Business of Betting - Ep 202 Manu Gambhir / Xpoint

Podcast Release Date:
Podcast Link:
hagrinBPR Review Date: 2024-02-21 01:34:00
Rating: 7.00

Notes:
If you're interested in geolocation services and how your US betting experience is being checked and monitored, this is a good, quick podcast that gives you a biased, but good view of the landscape.

Very good pod, Jason is wildly knowledgeable and well spoken as he's in the industry.

Both great that this was recommended to me by @BronerP4P, but terrible too. This pod basically blows away a good chunk of a two hour segment I likely would have done on "TBWC: Hagrin Part Two Electric Boogaloo". This is a big topic for me and, like many undelivered writings, hopefully one day I get to it. Geolocation software, whether a standalone app for desktops or integrated into the mobile app, is nothing more than a super pervasive and intrusive rootkit. That's it. The companies are collecting data on your devices that 99.9% of you wouldn't have dreamed they would be collecting.

2:30 - Xpoint, competitor of GeoComply. 3-4 years old. US operators prob spending $200-250 mill in geolocation products. $$ spent might go up as more states come online, but current pricing is "monopolistic". US ops doing ~2 bill geolocation checks/month.

6:45 - the closer you get to a border (and im also guessing exclusion zones) the geolocation checks have to become more frequent.

8:00 - Geocomply about 98% of the US market currently. Smarkets/SBK? rolled their own geolocation solution.

11:00 - Manu really believes that there's change coming in the pricing of Geolocation services because right now it's price gouging.

11:20 - "It's more complicated than checking your GPS". 3-5% GPS errors. Geolocation services can check your accelerometer if GPS check fails to see if you moved. Will also check your altimeter to verify location.

15:50 - Pro spoofing story performing bonus abuse - many accts checking in from one location in KY. 100s of checks in KY, one check in a foreign country. Turns out they "may" have replicated the WiFi network around that real KY area so when Xpoint's SDK scanned the area for WiFi signatures (another check its doing). Also were using a custom Android OS which by passed "rooting detection". What's funny is from Jason's "mmhmms" listening to the story, you can tell the realization just hit that maybe rolling your own geolocation service ends up much the same way of rolling your own cryptography. Jason tries to counter with "the cost of the geolocation service vs the bonus fraud is likely competitive" and if I was an attacker I sure know what my next target would be.

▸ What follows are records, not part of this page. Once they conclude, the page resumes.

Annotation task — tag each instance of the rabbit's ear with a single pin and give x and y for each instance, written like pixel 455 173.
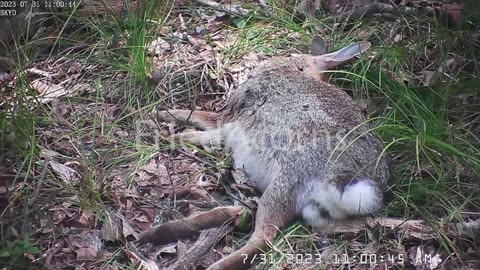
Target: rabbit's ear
pixel 347 53
pixel 318 46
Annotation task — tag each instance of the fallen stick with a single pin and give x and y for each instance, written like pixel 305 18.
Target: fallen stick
pixel 187 227
pixel 206 240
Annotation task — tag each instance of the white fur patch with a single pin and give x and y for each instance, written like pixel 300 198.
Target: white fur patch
pixel 360 198
pixel 357 199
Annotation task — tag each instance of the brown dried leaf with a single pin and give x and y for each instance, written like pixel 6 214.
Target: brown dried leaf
pixel 66 173
pixel 47 92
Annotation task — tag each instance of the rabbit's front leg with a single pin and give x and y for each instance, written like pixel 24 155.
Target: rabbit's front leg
pixel 202 119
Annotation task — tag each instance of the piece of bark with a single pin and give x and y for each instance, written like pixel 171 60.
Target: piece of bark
pixel 187 227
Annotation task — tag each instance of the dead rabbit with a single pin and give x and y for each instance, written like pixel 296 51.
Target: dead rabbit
pixel 304 143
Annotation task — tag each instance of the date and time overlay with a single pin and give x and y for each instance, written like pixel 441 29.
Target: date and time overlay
pixel 10 8
pixel 338 259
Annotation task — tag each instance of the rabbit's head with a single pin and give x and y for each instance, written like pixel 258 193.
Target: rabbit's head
pixel 316 62
pixel 319 61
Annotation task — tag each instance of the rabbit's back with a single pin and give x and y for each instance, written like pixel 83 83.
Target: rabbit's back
pixel 291 123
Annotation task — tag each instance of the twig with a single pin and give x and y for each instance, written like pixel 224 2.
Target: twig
pixel 232 9
pixel 206 240
pixel 186 227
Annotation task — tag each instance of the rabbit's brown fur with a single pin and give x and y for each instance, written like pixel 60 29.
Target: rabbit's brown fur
pixel 288 132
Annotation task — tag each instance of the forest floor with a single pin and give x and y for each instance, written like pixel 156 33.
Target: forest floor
pixel 84 168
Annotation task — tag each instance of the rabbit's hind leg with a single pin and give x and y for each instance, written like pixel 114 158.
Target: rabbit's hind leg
pixel 207 139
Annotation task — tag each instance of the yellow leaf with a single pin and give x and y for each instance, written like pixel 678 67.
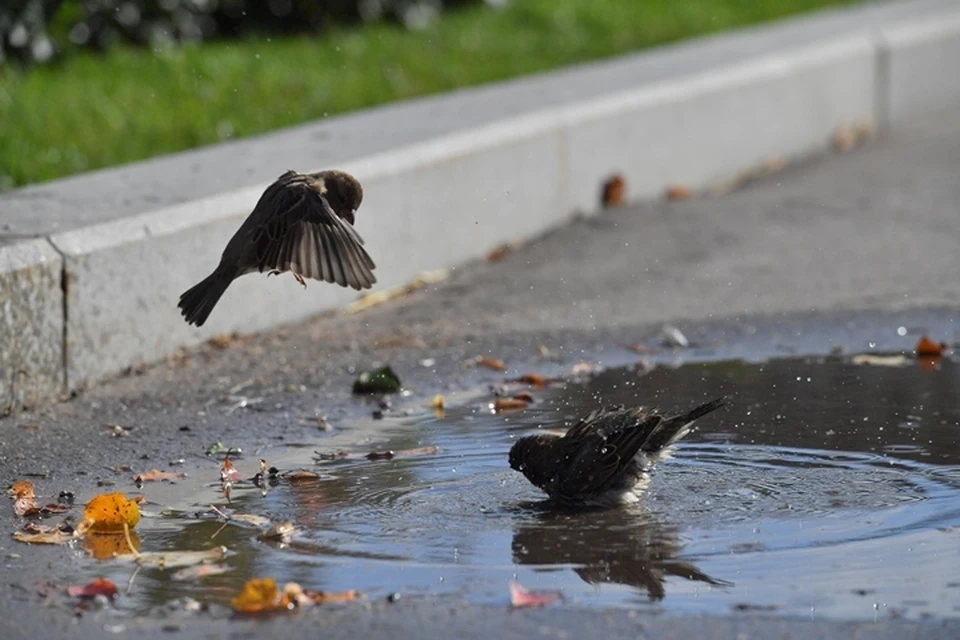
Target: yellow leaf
pixel 109 512
pixel 259 595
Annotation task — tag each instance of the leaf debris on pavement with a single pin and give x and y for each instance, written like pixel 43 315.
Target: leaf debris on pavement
pixel 521 597
pixel 262 596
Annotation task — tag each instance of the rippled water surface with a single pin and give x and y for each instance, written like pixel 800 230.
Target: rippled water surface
pixel 827 489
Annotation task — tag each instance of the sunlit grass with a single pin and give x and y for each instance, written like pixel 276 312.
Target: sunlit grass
pixel 96 111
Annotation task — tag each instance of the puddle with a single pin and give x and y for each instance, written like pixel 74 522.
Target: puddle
pixel 827 489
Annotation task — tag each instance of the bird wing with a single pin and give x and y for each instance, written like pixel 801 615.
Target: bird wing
pixel 598 456
pixel 298 231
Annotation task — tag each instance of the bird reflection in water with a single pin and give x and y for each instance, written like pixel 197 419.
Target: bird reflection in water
pixel 627 547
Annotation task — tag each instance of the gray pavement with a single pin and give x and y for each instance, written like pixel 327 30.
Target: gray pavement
pixel 837 251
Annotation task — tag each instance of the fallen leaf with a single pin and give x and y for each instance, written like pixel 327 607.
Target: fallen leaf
pixel 222 341
pixel 200 571
pixel 534 380
pixel 228 472
pixel 379 297
pixel 109 547
pixel 490 363
pixel 614 190
pixel 319 597
pixel 97 587
pixel 927 347
pixel 171 559
pixel 36 534
pixel 583 369
pixel 389 455
pixel 301 475
pixel 673 337
pixel 498 253
pixel 526 396
pixel 155 475
pixel 509 404
pixel 22 489
pixel 260 595
pixel 249 518
pixel 109 513
pixel 880 361
pixel 279 531
pixel 521 597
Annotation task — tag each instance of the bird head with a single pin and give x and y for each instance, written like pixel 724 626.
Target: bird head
pixel 343 192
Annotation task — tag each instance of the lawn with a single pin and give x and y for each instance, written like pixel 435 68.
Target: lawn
pixel 95 111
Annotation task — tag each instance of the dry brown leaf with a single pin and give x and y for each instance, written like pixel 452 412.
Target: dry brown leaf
pixel 583 369
pixel 155 475
pixel 36 534
pixel 171 559
pixel 200 571
pixel 319 597
pixel 614 191
pixel 280 531
pixel 228 472
pixel 490 363
pixel 509 404
pixel 927 347
pixel 534 380
pixel 521 597
pixel 301 475
pixel 97 587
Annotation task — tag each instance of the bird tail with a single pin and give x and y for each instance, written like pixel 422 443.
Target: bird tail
pixel 672 429
pixel 197 302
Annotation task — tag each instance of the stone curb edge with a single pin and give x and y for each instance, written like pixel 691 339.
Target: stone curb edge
pixel 81 305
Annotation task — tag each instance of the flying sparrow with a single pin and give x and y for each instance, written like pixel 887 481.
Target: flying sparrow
pixel 303 223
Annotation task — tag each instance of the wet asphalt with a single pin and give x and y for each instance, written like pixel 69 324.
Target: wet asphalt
pixel 834 253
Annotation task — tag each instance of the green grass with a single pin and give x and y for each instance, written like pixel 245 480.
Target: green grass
pixel 96 111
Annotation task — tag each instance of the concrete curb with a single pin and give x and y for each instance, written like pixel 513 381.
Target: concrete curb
pixel 445 194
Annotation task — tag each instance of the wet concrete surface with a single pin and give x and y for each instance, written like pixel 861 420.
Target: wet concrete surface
pixel 739 275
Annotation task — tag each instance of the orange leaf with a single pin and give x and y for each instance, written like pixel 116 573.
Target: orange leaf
pixel 228 472
pixel 260 595
pixel 927 347
pixel 155 475
pixel 613 191
pixel 109 512
pixel 98 587
pixel 22 489
pixel 491 363
pixel 109 547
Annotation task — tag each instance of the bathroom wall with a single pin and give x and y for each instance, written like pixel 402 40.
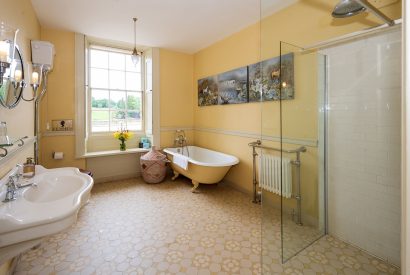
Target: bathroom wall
pixel 364 144
pixel 176 97
pixel 58 102
pixel 20 120
pixel 230 128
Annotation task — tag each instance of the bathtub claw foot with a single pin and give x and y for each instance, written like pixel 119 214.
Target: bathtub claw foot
pixel 196 184
pixel 176 174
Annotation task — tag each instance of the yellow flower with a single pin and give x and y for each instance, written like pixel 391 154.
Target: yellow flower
pixel 122 135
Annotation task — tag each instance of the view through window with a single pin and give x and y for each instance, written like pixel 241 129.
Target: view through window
pixel 115 91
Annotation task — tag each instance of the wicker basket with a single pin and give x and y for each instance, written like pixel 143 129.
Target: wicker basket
pixel 153 166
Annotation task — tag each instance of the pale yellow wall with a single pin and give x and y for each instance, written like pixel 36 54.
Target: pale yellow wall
pixel 20 121
pixel 59 101
pixel 176 97
pixel 303 23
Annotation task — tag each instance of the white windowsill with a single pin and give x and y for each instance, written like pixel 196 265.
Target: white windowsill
pixel 115 152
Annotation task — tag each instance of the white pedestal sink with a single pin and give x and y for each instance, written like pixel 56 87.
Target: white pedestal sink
pixel 41 211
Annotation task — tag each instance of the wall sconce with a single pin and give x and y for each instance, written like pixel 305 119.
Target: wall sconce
pixel 8 37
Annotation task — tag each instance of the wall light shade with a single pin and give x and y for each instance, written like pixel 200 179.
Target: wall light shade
pixel 7 50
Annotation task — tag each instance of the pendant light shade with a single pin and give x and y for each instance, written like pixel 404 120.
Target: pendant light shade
pixel 136 56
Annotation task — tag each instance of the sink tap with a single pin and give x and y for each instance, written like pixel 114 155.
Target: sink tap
pixel 11 190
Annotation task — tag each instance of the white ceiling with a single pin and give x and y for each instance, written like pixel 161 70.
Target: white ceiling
pixel 182 25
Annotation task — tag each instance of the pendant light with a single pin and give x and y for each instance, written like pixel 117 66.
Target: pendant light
pixel 136 56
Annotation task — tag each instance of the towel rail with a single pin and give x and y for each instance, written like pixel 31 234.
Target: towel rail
pixel 297 151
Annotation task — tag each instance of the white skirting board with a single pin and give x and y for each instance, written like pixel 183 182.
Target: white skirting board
pixel 116 167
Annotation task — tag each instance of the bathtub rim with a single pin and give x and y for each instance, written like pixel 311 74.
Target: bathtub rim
pixel 231 162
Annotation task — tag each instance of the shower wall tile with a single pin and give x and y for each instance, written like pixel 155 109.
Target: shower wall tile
pixel 364 120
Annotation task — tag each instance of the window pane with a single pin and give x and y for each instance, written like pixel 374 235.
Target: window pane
pixel 117 120
pixel 134 81
pixel 117 100
pixel 117 80
pixel 131 67
pixel 99 78
pixel 99 99
pixel 134 101
pixel 98 59
pixel 134 121
pixel 99 121
pixel 149 82
pixel 117 61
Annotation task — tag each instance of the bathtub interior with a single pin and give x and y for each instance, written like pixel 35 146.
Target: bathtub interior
pixel 206 157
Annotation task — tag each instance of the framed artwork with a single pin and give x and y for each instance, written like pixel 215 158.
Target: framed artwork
pixel 208 91
pixel 233 87
pixel 271 79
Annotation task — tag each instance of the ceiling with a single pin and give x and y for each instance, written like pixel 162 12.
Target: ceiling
pixel 182 25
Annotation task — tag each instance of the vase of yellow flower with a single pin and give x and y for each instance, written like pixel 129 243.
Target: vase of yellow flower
pixel 122 136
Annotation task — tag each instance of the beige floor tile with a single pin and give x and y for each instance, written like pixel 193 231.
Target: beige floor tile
pixel 130 227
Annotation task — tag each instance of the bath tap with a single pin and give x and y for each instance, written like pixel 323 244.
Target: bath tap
pixel 181 141
pixel 13 185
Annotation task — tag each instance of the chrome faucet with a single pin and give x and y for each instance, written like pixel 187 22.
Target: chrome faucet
pixel 181 141
pixel 11 190
pixel 13 185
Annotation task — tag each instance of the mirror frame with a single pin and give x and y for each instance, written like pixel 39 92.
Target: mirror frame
pixel 17 91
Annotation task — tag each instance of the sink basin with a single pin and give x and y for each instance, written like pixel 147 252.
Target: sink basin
pixel 53 188
pixel 40 211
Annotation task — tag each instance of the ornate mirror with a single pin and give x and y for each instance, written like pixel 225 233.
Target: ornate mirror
pixel 12 88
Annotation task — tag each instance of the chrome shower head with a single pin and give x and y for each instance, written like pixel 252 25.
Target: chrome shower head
pixel 347 8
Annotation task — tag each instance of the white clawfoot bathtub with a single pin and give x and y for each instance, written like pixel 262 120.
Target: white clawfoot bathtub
pixel 204 165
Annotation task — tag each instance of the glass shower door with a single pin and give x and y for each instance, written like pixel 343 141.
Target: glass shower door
pixel 302 139
pixel 293 121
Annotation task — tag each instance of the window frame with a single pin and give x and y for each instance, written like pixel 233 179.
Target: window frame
pixel 114 49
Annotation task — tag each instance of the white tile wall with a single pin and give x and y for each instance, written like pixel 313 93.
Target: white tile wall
pixel 364 98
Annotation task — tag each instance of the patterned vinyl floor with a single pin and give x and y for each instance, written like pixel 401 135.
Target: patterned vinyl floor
pixel 130 227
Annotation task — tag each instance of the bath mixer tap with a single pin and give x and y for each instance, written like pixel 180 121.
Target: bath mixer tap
pixel 13 185
pixel 181 141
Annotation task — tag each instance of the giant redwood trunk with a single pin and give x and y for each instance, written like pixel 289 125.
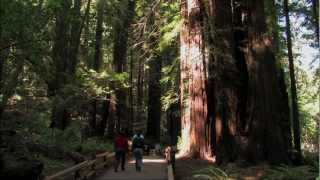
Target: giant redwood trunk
pixel 97 61
pixel 119 57
pixel 154 103
pixel 293 88
pixel 225 73
pixel 60 52
pixel 193 77
pixel 236 109
pixel 266 140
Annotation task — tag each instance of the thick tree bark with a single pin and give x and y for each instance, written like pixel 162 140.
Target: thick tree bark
pixel 315 14
pixel 193 72
pixel 76 29
pixel 293 88
pixel 140 94
pixel 97 61
pixel 119 57
pixel 105 114
pixel 131 100
pixel 154 102
pixel 266 140
pixel 225 75
pixel 60 51
pixel 99 30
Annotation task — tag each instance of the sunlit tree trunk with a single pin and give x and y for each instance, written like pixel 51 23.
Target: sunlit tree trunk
pixel 193 77
pixel 315 14
pixel 139 99
pixel 60 56
pixel 226 80
pixel 119 57
pixel 266 140
pixel 97 62
pixel 131 99
pixel 293 88
pixel 76 29
pixel 154 103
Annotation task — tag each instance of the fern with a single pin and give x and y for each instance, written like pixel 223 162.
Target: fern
pixel 212 173
pixel 284 172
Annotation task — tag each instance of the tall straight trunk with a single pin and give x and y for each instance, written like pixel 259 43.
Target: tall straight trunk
pixel 97 61
pixel 99 31
pixel 105 114
pixel 225 93
pixel 293 88
pixel 154 103
pixel 273 28
pixel 140 104
pixel 131 100
pixel 315 14
pixel 119 57
pixel 193 77
pixel 266 140
pixel 76 29
pixel 60 54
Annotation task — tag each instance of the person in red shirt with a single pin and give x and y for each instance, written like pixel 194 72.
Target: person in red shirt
pixel 121 147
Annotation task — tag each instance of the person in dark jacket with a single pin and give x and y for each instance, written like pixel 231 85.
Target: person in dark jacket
pixel 137 147
pixel 121 147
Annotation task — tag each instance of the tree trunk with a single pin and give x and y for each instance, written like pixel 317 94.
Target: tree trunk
pixel 266 139
pixel 225 79
pixel 193 94
pixel 60 51
pixel 99 30
pixel 105 114
pixel 97 61
pixel 119 57
pixel 154 103
pixel 76 29
pixel 140 104
pixel 315 14
pixel 131 100
pixel 293 88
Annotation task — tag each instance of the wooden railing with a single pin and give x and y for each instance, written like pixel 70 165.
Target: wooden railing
pixel 84 170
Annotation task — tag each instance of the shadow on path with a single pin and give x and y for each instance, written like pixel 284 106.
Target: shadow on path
pixel 154 168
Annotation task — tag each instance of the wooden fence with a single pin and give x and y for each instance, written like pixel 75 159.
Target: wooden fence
pixel 84 170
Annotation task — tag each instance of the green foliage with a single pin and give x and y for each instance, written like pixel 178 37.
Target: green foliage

18:00 - Geocomply sued Xpoint, lost and had a patent invalidated. Crazy. Currently being appealed.

23:30 - PrizePicks using Xpoint, another announcement coming soon of a bid won vs Geocomply.

29:00 - Jason advocates for transaction rail/banking chokepointing to stop the offshores. I offer no further commentary on this point.

Questions I would want answered in any future geolocation service interview, which might require more formal requests in the future -
1) What data is being collected? (I know the answer already but lets get it out there in the public domain)
2) What's the data retention policy *really*?
3) What's the security practices securing this data? Is any of it anonymized, encrypted, etc?
4) Is any of this data being monetized by selling to 3rd parties?